While the exact structure of a securities purchase agreement may vary based on local laws, there are several elements that are always found within these types of agreements. First, the agreement will often lead off with verbiage that is referred to as a recital. The recital is simply identifying the buyer and the seller, any corporate entities involved in the sale, and the intent of the seller to allow the buyer to purchase the securities, based on commonly agreed criteria. This opening section lays the groundwork for the detailed sections that will follow.
The terms of purchase and sale of the securities will also often be highlighted as a separate section. Within this section, specific details about the items that are being sold will appear. This list will document the number and type of shares being sold, their market value, and the purchase price. Often, identification numbers that appear on the stock certificates are also included in the terms of purchase and sale. This section helps to properly identify each and every security that is covered in the sale, making it impossible for there to be any miscommunication on what is and is not part of the sale.

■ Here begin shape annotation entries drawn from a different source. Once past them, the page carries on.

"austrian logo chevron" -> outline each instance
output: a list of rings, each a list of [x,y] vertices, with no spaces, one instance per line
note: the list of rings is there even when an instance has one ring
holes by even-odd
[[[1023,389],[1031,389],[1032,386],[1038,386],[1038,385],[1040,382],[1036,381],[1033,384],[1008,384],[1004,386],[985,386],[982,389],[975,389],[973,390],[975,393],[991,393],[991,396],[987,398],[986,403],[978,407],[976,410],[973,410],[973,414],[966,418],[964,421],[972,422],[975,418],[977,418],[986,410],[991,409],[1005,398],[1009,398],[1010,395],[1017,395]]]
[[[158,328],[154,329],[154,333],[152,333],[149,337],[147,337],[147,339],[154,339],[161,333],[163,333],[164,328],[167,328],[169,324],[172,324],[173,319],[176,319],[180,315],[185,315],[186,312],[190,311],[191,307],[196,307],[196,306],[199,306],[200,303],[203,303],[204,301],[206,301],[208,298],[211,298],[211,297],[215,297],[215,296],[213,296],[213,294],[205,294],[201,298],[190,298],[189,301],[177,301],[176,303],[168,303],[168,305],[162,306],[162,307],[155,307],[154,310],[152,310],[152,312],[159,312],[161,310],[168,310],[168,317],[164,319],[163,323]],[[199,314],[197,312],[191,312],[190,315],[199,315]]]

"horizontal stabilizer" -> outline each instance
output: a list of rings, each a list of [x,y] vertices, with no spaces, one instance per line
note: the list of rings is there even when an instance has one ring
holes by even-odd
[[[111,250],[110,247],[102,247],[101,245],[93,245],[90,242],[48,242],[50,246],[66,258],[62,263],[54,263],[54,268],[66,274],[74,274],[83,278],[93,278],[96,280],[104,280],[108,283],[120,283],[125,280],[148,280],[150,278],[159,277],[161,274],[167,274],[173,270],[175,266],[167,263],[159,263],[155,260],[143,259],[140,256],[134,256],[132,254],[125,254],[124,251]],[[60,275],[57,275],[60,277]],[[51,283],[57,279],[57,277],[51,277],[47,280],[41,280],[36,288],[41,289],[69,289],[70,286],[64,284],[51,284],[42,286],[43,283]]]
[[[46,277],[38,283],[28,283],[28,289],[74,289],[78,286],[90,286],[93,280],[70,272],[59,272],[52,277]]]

Another important section within the purchase agreement addresses the method of conveyance. Essentially, this spells out how the seller will receive compensation for the sale of the securities. For instance, this section may specify specific dates over the next six months to a year in which payments for the securities are due. The securities may be delivered in installments as well, depending on the arrangements that are laid out as the agreed upon means of conveying the securities to the buyer. Once again, this section ensures there is no misunderstanding about what each party expects from the other.
One other key section of any securities purchase agreement is the Listing of Assumed Obligations. This will specify whether or not the buyer is taking over responsibility for any liabilities connected with the securities he or she is acquiring. This section can also be used to specify which party is responsible for any legal fees incurred for the creation and filing of the agreement. Specifically addressing any issues of liability in the text of the purchase agreement will ensure that any matter which could impact the sale of the securities is addressed, with all parties in agreement about who will assume responsibility for what.
A securities purchase agreement is essential when buying and selling any type of stocks, bonds, or other securities. By paying close attention to the wording and making sure all pertinent details are included, both parties will be satisfied with the terms of the sale.